Meta, fine for data scraping in Europe: 265 million euros
Only last September, the Irish Ombudsman had fined Meta for 405 million euros, for the management of minors’ data on Instagram. Mark Zuckerberg’s company had appealed: but in less than a quarter, one arrives new finethis time for 265 million euros.
The Guarantor intends to hold Meta liable for the online leak of over 533 million Facebook users, reported last April. The data “scraped” from the platform and put online concern telephone numbers, dates of birth, email addresses and places visited. All easily available information on some profiles, but which collected en masse can become a tool for hackers who want to implement phishing e truffe online.

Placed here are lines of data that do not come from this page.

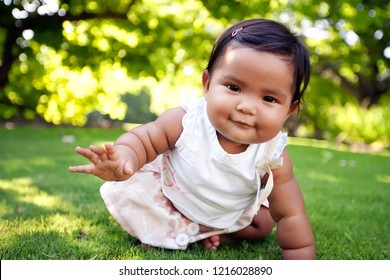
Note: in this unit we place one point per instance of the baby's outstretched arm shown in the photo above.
(287, 208)
(132, 149)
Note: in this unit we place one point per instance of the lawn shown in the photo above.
(48, 213)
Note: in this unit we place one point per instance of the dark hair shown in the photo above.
(268, 36)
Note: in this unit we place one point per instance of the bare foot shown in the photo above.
(215, 241)
(212, 242)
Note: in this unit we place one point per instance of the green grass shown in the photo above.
(48, 213)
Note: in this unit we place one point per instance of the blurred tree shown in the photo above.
(350, 43)
(64, 59)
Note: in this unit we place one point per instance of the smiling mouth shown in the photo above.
(242, 124)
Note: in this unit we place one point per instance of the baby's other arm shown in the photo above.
(132, 149)
(287, 208)
(144, 143)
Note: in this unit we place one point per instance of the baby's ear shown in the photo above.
(205, 82)
(292, 109)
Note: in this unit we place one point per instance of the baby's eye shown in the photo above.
(234, 88)
(269, 99)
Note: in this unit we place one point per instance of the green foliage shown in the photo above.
(48, 213)
(335, 114)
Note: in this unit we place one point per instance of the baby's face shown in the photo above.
(249, 95)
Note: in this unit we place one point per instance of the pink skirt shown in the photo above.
(140, 207)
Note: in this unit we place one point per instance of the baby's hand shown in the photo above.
(106, 163)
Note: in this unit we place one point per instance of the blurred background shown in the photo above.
(106, 63)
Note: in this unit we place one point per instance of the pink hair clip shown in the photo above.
(236, 31)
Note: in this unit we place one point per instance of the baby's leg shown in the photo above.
(260, 227)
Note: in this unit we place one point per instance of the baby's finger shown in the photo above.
(88, 168)
(91, 156)
(99, 151)
(111, 153)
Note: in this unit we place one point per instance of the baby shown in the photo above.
(216, 169)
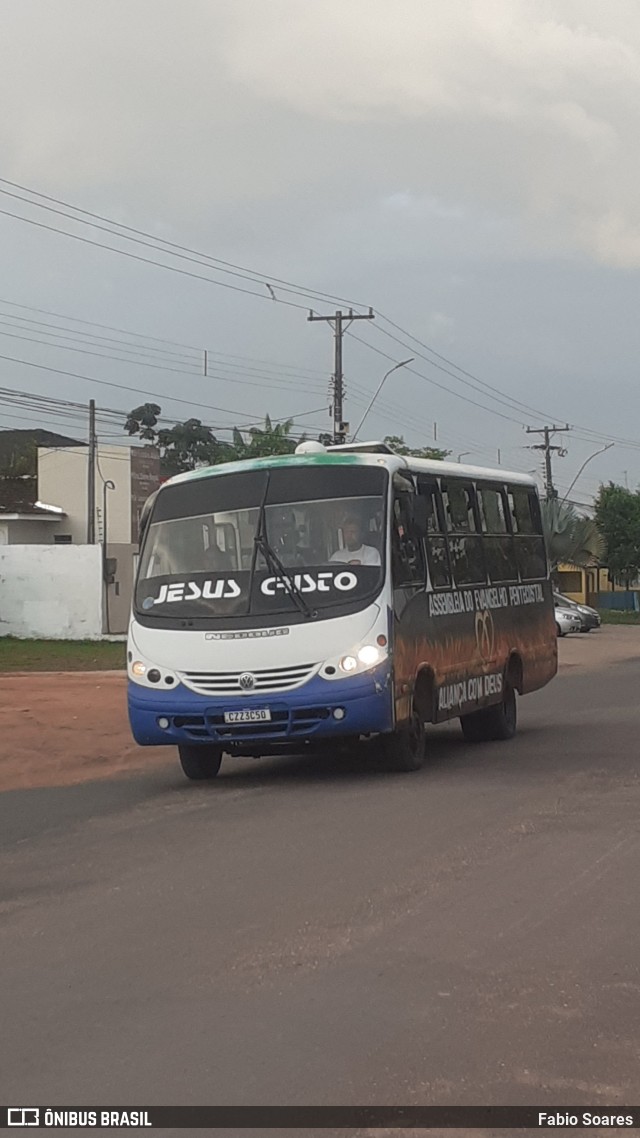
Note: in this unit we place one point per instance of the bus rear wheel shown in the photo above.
(199, 763)
(494, 723)
(404, 749)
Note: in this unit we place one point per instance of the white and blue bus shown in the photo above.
(297, 601)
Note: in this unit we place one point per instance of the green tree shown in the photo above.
(142, 421)
(396, 443)
(269, 439)
(617, 512)
(571, 538)
(191, 444)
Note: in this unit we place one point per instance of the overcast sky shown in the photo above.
(468, 168)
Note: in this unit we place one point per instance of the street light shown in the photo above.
(595, 455)
(107, 485)
(380, 385)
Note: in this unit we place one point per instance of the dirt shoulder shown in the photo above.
(607, 645)
(59, 728)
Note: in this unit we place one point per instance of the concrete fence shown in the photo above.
(51, 592)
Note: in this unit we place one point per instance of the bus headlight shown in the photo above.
(361, 659)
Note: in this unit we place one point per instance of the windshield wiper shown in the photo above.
(261, 544)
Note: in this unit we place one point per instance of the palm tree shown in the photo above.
(571, 539)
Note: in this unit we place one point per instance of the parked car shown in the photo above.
(589, 617)
(567, 620)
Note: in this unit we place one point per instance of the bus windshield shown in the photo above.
(240, 544)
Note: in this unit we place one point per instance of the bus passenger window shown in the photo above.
(465, 542)
(531, 554)
(437, 553)
(408, 561)
(498, 542)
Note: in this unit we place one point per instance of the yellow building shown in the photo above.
(583, 585)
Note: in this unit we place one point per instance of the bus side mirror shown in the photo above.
(111, 567)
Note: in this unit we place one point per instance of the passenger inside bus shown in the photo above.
(354, 551)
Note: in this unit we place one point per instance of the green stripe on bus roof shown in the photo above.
(275, 460)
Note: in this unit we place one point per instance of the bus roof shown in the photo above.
(359, 454)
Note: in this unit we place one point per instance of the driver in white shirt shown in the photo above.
(355, 552)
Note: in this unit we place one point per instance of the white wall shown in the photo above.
(51, 592)
(63, 480)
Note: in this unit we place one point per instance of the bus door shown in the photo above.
(409, 572)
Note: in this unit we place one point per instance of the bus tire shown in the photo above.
(199, 763)
(494, 723)
(404, 750)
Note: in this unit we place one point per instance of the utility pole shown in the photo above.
(548, 433)
(339, 322)
(91, 476)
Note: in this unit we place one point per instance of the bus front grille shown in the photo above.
(268, 681)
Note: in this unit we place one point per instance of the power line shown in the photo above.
(121, 231)
(170, 248)
(475, 380)
(136, 256)
(442, 387)
(263, 384)
(195, 353)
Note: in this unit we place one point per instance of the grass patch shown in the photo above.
(62, 656)
(612, 617)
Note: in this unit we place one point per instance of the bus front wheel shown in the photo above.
(199, 761)
(494, 723)
(404, 749)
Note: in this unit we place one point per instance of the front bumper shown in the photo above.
(303, 715)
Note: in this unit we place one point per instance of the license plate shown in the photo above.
(257, 715)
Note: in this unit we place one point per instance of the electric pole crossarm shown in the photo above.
(339, 322)
(548, 447)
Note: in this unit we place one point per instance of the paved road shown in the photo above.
(323, 933)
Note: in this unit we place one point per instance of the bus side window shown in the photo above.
(465, 539)
(526, 521)
(408, 559)
(437, 554)
(498, 542)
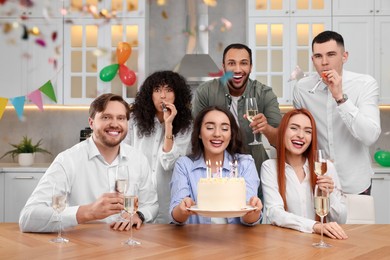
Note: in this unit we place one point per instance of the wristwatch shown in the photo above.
(141, 216)
(342, 100)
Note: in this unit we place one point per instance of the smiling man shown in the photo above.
(237, 59)
(86, 173)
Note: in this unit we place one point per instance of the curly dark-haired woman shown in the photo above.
(160, 126)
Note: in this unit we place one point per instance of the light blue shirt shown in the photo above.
(187, 173)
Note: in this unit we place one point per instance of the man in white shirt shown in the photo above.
(86, 172)
(345, 107)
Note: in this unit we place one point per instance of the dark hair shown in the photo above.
(236, 141)
(326, 36)
(100, 104)
(281, 150)
(143, 108)
(237, 46)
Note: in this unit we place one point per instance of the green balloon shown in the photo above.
(383, 158)
(109, 72)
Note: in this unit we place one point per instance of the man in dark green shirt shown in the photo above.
(237, 59)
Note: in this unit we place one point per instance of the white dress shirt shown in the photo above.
(85, 175)
(346, 131)
(299, 197)
(162, 163)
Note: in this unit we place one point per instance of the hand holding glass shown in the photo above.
(251, 111)
(320, 165)
(131, 207)
(121, 182)
(321, 205)
(59, 205)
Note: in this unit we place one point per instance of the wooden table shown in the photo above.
(97, 241)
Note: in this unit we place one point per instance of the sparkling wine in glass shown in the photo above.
(131, 207)
(321, 205)
(59, 204)
(320, 165)
(251, 111)
(121, 182)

In the note, the Irish Guarantor specifies that among the information published there were personal data of sitting judges, prison guards, social workers, journalists and more.
Liability issue
By disclosing the attack at the time, Meta had blamed the hackers who had data scraped and sold the information online. But according to the Irish Guarantor, Meta would not have complied with one of the points of the GDPR, that of the “data protection by design and by default“.
In the note with which it communicates the action, the Irish Privacy Guarantor specifies that Meta has not complied with the law‘Article 25 of the GDPR which underlines this concept.
Meta confirmed to The Wall Street Journal that it fixed the problem that allowed data scraping as early as 2019 (the data was published online last April, but the theft happened earlier). But for now he does not go out of his way to give an opinion of the sentence: he wants to take the proper time to evaluate it.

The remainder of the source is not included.